I’ve left the Chopin Mazurka group to the end, because I found it a bit of a puzzle – the individual pieces were played cleanly and smoothly, with all the pianistic dots and crosses filled in – but I didn’t feel the music’s character was sufficiently projected, via a dance-element that’s earthy and in places even spiky.  I certainly don’t think pianists should play the Mazurkas as though they’re another set of Waltzes – Schumann’s Countesses have no place in these largely rustic, strongly-accented pieces, whose rhythmic quirkiness and obsessive leading beats confounded some of Chopin’s contemporaries (there are accounts of Chopin “falling out” with people over reactions to his playing of these very individual works.

The composer’s enjoining other interpreters to “listen to Bellini” in order to play his music properly would have most likely been a directive to take notice as much of the singers’ rubato as part of the beauty of the vocal line.
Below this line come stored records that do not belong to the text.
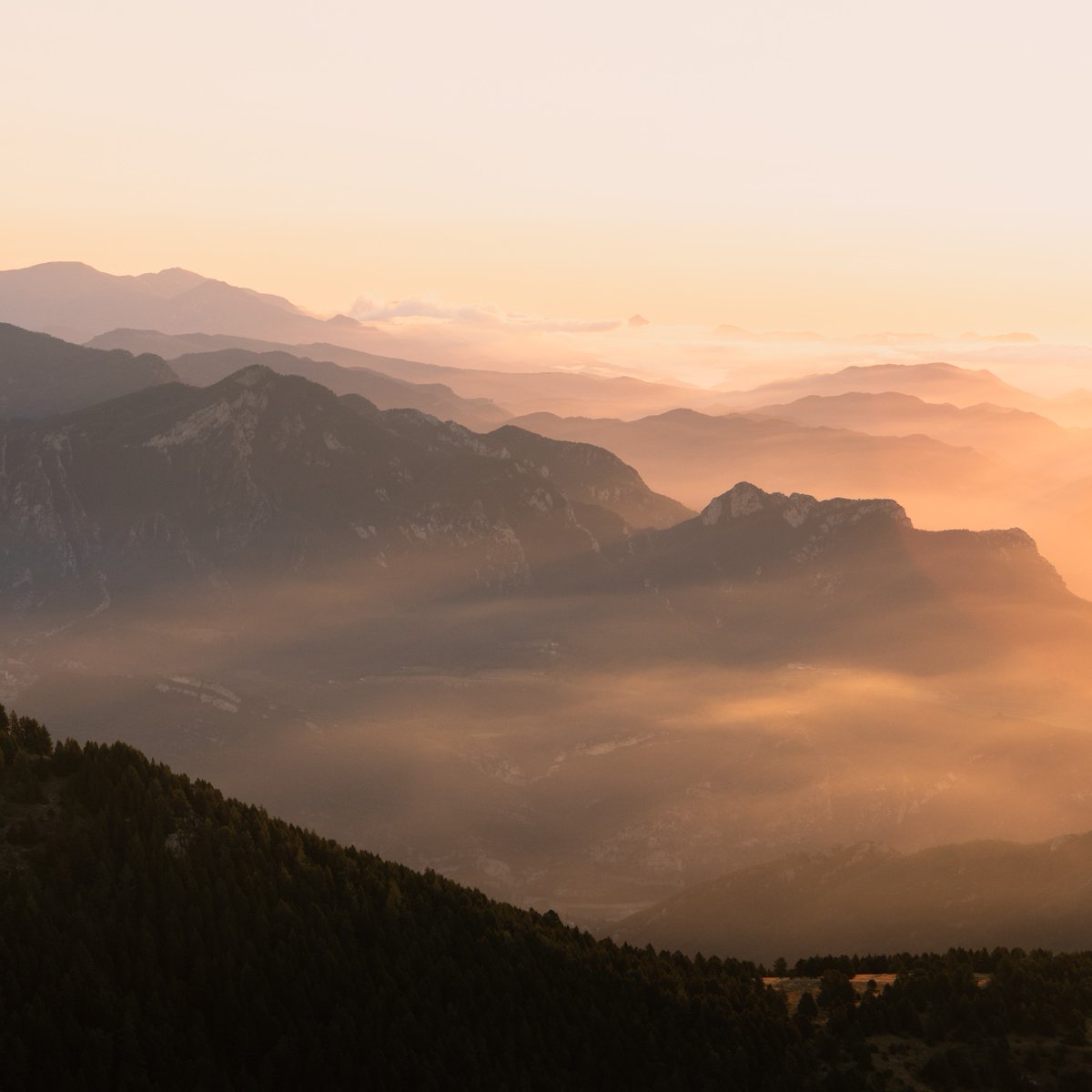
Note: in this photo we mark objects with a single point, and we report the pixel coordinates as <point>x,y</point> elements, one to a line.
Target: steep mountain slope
<point>1014,436</point>
<point>868,898</point>
<point>693,456</point>
<point>42,375</point>
<point>566,392</point>
<point>158,935</point>
<point>265,470</point>
<point>385,391</point>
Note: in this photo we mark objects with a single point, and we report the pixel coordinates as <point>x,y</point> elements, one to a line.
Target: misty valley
<point>758,675</point>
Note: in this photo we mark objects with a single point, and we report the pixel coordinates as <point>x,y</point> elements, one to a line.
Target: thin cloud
<point>367,309</point>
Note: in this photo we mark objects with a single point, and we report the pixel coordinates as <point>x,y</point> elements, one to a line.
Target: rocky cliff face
<point>265,470</point>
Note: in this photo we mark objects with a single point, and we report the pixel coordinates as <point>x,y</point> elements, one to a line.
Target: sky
<point>844,167</point>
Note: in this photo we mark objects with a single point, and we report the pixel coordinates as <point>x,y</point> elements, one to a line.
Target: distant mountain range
<point>262,469</point>
<point>76,301</point>
<point>514,391</point>
<point>496,651</point>
<point>998,431</point>
<point>867,898</point>
<point>689,454</point>
<point>42,375</point>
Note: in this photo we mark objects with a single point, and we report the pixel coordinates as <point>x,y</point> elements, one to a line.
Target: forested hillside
<point>157,935</point>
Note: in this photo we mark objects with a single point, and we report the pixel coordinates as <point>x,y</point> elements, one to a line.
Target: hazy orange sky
<point>836,165</point>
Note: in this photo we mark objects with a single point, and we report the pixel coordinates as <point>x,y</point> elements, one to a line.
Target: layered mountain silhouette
<point>267,470</point>
<point>934,382</point>
<point>42,375</point>
<point>385,391</point>
<point>691,456</point>
<point>998,431</point>
<point>517,392</point>
<point>76,301</point>
<point>871,898</point>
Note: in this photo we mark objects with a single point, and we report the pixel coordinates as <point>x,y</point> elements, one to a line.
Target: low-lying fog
<point>506,745</point>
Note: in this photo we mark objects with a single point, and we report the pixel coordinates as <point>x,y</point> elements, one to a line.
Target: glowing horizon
<point>844,168</point>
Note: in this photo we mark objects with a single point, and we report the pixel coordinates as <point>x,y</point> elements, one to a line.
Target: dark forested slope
<point>157,935</point>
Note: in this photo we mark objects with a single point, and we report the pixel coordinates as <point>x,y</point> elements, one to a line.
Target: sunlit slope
<point>868,898</point>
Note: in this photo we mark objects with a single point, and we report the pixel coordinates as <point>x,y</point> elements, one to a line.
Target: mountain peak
<point>745,500</point>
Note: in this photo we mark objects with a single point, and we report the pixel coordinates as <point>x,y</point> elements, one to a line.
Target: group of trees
<point>157,935</point>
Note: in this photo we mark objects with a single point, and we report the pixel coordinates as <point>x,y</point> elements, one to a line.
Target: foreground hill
<point>42,375</point>
<point>868,898</point>
<point>157,935</point>
<point>1013,436</point>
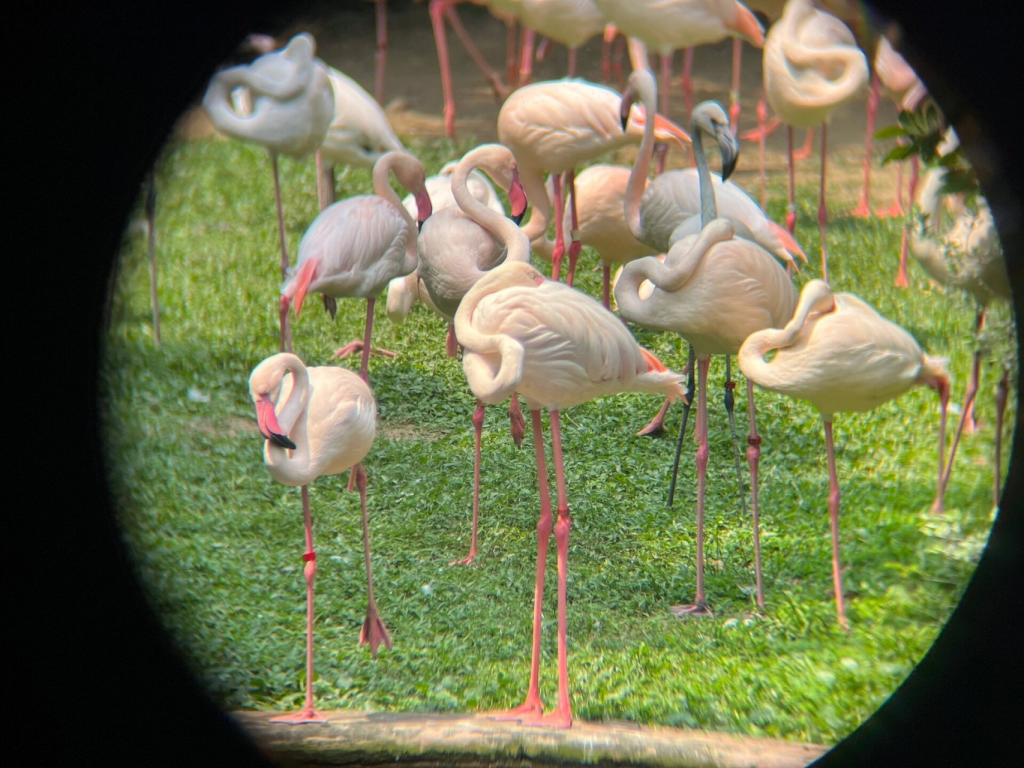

As with Mozart, who wanted his music to “flow like oil” Chopin’s advice to other pianists has been taken up by many as meaning to create a kind of unending prettiness, bringing to heel any more vigorous or darker aspects to the music. I’m certain Jason Bae will, as he continues to explore those Mazurkas, come to dig his fingers into them more deeply and uncover more of their “cultured earthiness”. Liszt has been practically castigated by more recent scholarship for comparing these pieces to Polish folk-music all those years ago,  but one can HEAR in the music’s characterful impulses what he meant.

All credit to Jason Bae on a number of counts, regarding an exciting and stimulating recital. We wish him all the very best for his oncoming period of study in England, and look forward to encountering his playing again, at some undisclosed but eagerly awaited time.